Bank of America Corp.'s Merrill Lynch division on Thursday reportedly agreed to pay a $131.8 million penalty to settle charges by the Securities and Exchange Commission (SEC) that the bank failed to tell investors that hedge fund Magnetar Capital played a significant role in selecting assets for two mortgage-backed securities issued in 2006 and 2007.
Magnetar, which held both equity and short positions in the collateralized debt obligations (CDOs) known as Octans I CDO Ltd. and Norma CDO I Ltd., exercised significant influence over the selection of collateral for the investments, the Securities and Exchange Commission said in a statement.

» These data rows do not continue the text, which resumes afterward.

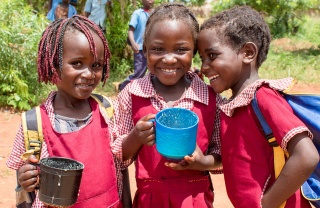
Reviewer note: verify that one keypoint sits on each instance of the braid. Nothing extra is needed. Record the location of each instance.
(172, 11)
(50, 50)
(241, 25)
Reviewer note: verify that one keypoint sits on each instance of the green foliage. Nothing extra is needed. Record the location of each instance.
(20, 32)
(284, 17)
(297, 56)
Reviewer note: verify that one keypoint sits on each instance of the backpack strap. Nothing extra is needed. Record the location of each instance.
(279, 155)
(32, 132)
(105, 102)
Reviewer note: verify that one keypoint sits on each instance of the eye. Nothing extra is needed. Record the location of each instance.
(96, 65)
(76, 64)
(212, 55)
(182, 50)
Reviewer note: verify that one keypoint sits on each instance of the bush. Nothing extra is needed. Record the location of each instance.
(20, 32)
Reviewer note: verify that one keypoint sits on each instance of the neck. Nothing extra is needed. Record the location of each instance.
(242, 84)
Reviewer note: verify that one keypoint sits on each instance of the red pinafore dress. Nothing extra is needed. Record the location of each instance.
(91, 146)
(160, 186)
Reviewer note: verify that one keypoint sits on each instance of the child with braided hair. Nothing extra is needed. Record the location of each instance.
(232, 45)
(169, 46)
(74, 55)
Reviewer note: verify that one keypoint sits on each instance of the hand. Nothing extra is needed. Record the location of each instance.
(28, 175)
(144, 130)
(192, 162)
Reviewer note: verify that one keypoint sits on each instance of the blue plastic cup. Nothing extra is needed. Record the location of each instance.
(176, 132)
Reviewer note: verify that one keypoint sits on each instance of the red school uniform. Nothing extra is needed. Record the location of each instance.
(87, 145)
(247, 157)
(91, 152)
(158, 185)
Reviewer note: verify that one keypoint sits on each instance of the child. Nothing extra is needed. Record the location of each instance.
(74, 55)
(232, 45)
(169, 45)
(137, 27)
(62, 9)
(51, 3)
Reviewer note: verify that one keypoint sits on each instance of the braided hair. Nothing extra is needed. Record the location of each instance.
(172, 11)
(239, 25)
(50, 50)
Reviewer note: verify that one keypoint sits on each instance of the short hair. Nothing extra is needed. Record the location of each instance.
(172, 11)
(241, 24)
(50, 50)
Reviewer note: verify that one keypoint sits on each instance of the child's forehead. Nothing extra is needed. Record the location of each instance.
(214, 34)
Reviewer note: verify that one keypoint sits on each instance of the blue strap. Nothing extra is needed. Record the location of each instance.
(268, 134)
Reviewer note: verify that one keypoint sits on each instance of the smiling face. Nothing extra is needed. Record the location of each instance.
(169, 51)
(221, 64)
(80, 73)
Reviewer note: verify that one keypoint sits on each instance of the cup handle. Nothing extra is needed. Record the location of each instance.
(153, 120)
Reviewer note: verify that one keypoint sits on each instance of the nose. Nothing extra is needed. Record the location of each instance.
(169, 59)
(88, 73)
(204, 67)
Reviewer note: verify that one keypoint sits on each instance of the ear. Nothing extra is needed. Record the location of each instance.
(250, 52)
(144, 49)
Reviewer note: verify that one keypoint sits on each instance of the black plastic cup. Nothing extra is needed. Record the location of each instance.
(59, 181)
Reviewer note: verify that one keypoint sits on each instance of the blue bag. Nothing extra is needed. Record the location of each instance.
(307, 108)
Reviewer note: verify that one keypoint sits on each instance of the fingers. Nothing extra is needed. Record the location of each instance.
(32, 159)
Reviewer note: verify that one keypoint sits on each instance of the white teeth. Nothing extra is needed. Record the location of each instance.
(212, 78)
(169, 70)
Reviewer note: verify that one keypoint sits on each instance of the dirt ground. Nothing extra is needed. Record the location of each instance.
(9, 123)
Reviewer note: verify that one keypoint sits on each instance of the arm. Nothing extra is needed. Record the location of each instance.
(134, 45)
(142, 133)
(301, 163)
(49, 5)
(87, 8)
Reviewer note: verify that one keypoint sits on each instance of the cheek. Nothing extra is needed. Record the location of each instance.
(98, 75)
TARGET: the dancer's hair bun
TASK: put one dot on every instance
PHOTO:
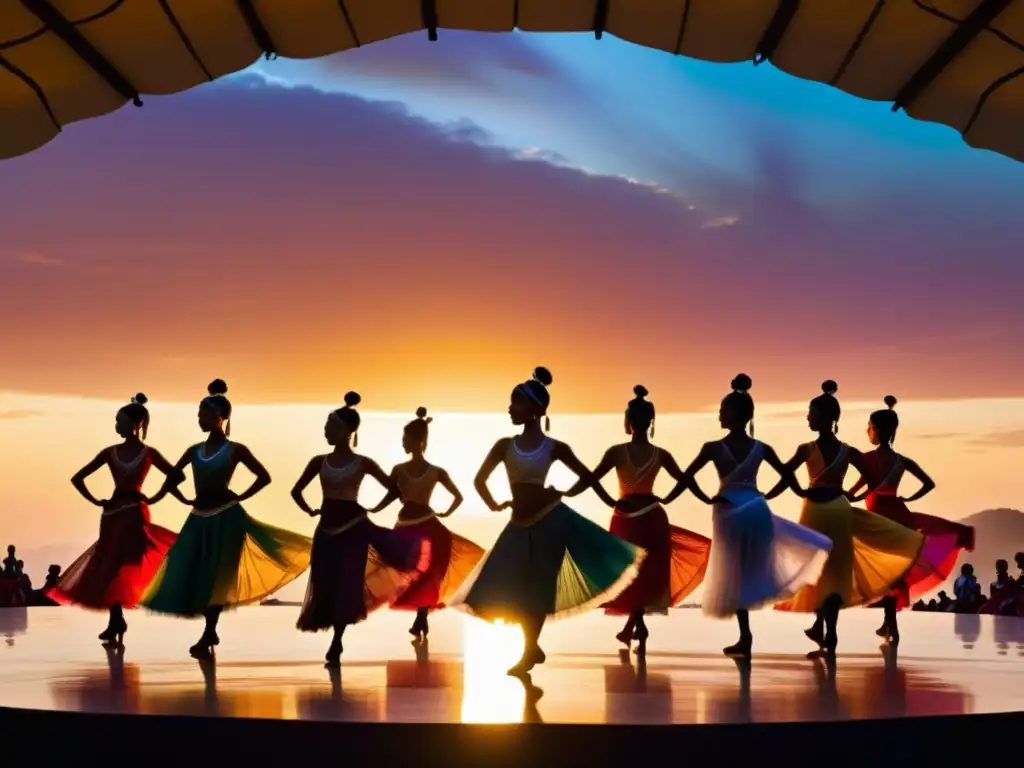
(741, 383)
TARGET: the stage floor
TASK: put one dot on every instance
(947, 665)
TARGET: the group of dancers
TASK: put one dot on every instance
(549, 561)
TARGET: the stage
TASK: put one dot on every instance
(954, 678)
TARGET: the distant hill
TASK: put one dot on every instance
(998, 535)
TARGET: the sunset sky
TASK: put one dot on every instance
(427, 221)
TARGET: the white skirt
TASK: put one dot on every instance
(758, 558)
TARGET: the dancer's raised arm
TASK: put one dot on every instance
(494, 458)
(702, 459)
(588, 479)
(78, 479)
(174, 478)
(373, 469)
(927, 483)
(392, 495)
(308, 475)
(787, 473)
(244, 456)
(457, 499)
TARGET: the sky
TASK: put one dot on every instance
(426, 222)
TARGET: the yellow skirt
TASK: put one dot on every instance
(869, 555)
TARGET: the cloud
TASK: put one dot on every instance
(462, 58)
(19, 415)
(1008, 438)
(332, 236)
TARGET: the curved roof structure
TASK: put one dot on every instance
(960, 62)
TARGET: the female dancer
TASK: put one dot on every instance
(222, 556)
(452, 557)
(548, 561)
(113, 573)
(944, 541)
(870, 553)
(676, 558)
(356, 566)
(758, 558)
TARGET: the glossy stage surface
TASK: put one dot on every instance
(946, 666)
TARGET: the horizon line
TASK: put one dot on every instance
(773, 407)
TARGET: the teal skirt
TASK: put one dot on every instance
(557, 565)
(225, 558)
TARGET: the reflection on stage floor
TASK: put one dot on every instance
(946, 665)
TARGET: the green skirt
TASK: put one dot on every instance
(223, 557)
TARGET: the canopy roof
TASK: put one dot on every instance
(952, 61)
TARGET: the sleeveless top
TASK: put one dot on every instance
(417, 489)
(415, 492)
(213, 475)
(887, 481)
(128, 478)
(829, 476)
(341, 509)
(637, 479)
(528, 468)
(742, 474)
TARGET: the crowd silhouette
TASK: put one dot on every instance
(15, 586)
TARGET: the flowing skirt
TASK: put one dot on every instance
(870, 555)
(943, 543)
(357, 566)
(557, 564)
(452, 560)
(676, 561)
(223, 557)
(758, 558)
(120, 565)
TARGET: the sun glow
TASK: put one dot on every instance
(489, 695)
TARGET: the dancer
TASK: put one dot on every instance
(884, 469)
(356, 566)
(222, 557)
(870, 553)
(548, 561)
(452, 557)
(758, 558)
(114, 572)
(676, 558)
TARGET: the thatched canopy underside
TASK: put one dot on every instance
(960, 62)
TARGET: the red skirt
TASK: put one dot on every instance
(453, 559)
(675, 565)
(120, 565)
(943, 543)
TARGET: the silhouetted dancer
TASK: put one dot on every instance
(870, 553)
(452, 556)
(676, 558)
(356, 566)
(222, 557)
(548, 561)
(114, 572)
(757, 558)
(884, 469)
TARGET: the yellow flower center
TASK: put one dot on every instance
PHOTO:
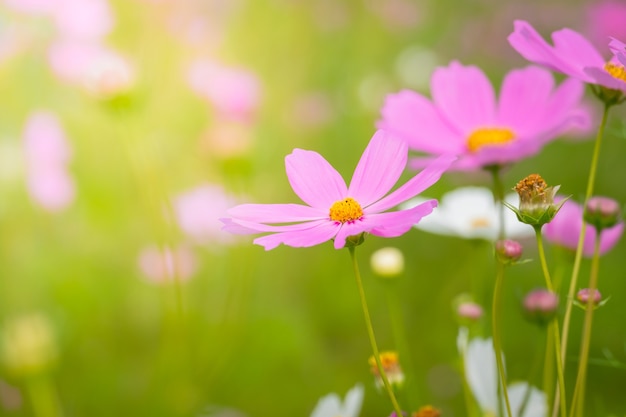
(346, 210)
(488, 136)
(616, 71)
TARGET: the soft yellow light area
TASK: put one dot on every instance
(488, 136)
(346, 210)
(616, 71)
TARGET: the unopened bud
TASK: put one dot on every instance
(508, 251)
(387, 262)
(427, 411)
(602, 212)
(585, 294)
(536, 206)
(391, 367)
(541, 305)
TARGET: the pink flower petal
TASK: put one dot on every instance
(313, 179)
(277, 213)
(465, 96)
(529, 44)
(414, 186)
(379, 168)
(523, 90)
(413, 117)
(396, 223)
(319, 233)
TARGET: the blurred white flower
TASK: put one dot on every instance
(481, 374)
(198, 211)
(332, 406)
(470, 213)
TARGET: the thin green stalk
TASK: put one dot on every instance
(498, 197)
(554, 326)
(497, 345)
(370, 333)
(578, 400)
(399, 334)
(579, 249)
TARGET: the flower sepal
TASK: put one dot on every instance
(355, 240)
(608, 96)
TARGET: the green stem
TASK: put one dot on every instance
(579, 249)
(398, 328)
(370, 333)
(554, 326)
(578, 400)
(498, 197)
(496, 311)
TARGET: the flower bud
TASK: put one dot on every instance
(387, 262)
(602, 212)
(583, 296)
(536, 206)
(508, 251)
(391, 367)
(541, 305)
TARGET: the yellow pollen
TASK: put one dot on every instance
(488, 136)
(616, 71)
(346, 210)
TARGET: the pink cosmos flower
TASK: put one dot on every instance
(572, 55)
(464, 118)
(234, 92)
(564, 230)
(606, 19)
(334, 210)
(47, 153)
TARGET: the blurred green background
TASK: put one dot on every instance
(265, 333)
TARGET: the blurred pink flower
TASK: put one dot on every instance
(45, 142)
(464, 118)
(47, 153)
(235, 93)
(564, 230)
(605, 19)
(572, 54)
(166, 265)
(53, 189)
(335, 211)
(198, 211)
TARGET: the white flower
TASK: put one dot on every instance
(469, 212)
(331, 405)
(481, 373)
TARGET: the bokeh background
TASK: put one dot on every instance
(162, 114)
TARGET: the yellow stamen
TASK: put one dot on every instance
(346, 210)
(488, 136)
(616, 71)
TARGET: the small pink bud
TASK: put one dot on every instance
(508, 251)
(470, 310)
(584, 295)
(541, 305)
(602, 212)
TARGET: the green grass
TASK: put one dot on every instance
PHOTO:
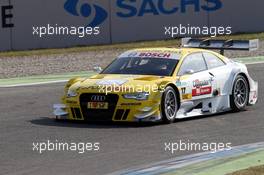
(125, 46)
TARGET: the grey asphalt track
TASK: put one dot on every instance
(24, 119)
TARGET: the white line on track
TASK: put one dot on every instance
(63, 81)
(33, 84)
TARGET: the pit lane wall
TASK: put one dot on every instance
(119, 20)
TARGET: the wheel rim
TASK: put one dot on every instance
(170, 104)
(240, 93)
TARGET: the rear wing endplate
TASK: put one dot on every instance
(221, 45)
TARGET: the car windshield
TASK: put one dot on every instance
(142, 66)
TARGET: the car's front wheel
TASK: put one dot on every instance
(240, 94)
(169, 105)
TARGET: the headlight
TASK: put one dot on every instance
(72, 93)
(137, 96)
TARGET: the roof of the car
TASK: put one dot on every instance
(168, 49)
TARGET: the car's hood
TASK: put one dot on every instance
(126, 81)
(110, 79)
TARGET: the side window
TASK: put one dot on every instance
(212, 61)
(194, 62)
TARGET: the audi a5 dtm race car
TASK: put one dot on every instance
(163, 84)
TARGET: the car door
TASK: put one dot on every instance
(219, 71)
(194, 80)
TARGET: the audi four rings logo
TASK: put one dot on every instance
(98, 98)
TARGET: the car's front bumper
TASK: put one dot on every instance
(123, 110)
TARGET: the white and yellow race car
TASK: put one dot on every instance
(163, 84)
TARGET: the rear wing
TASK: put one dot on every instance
(221, 45)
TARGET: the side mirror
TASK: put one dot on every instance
(189, 71)
(97, 69)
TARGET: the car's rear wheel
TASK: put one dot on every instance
(240, 94)
(169, 105)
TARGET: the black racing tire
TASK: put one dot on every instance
(240, 94)
(169, 105)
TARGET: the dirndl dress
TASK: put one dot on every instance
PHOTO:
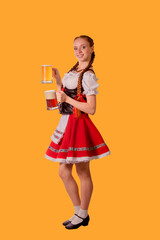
(77, 140)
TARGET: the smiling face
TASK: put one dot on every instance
(82, 50)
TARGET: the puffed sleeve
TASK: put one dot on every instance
(89, 84)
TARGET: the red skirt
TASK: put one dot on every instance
(81, 142)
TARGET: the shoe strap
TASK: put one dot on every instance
(79, 216)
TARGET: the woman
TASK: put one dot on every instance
(76, 140)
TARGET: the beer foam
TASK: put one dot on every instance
(46, 65)
(50, 94)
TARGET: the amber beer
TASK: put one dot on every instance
(46, 74)
(51, 99)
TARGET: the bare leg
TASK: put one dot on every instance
(65, 173)
(84, 174)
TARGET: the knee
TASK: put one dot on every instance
(65, 173)
(83, 172)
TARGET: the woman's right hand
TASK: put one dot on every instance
(56, 75)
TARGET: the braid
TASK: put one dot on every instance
(74, 67)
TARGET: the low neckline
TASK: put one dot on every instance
(84, 73)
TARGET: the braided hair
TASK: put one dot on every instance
(91, 43)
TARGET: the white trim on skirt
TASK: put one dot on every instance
(77, 159)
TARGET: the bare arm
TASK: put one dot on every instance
(88, 107)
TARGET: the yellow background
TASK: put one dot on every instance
(125, 200)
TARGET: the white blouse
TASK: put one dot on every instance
(89, 82)
(70, 80)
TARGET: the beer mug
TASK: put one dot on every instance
(46, 74)
(51, 99)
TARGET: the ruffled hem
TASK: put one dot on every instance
(69, 160)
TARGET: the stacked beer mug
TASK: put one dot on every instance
(50, 95)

‘Merrill Lynch marketed complex CDO investments using misleading materials that portrayed an independent process for collateral selection that was in the best interests of long-term debt investors,’ said George S. Canellos, co-director of the SEC's Division of Enforcement, in a release. ‘Investors did not have the benefit of knowing that a prominent hedge fund firm with its own interests was heavily involved behind the scenes in selecting the underlying portfolios.’
The SEC also sanctioned two managing partners of investment adviser NIR Capital Management, which handled the collateral selection for Norma. The executives – Scott Shannon and Joseph Parish – agreed to pay collectively more than $472,000 and were suspended from working in the securities industry, the SEC said in a separate release.
In settling the matter, the bank admits no wrongdoing.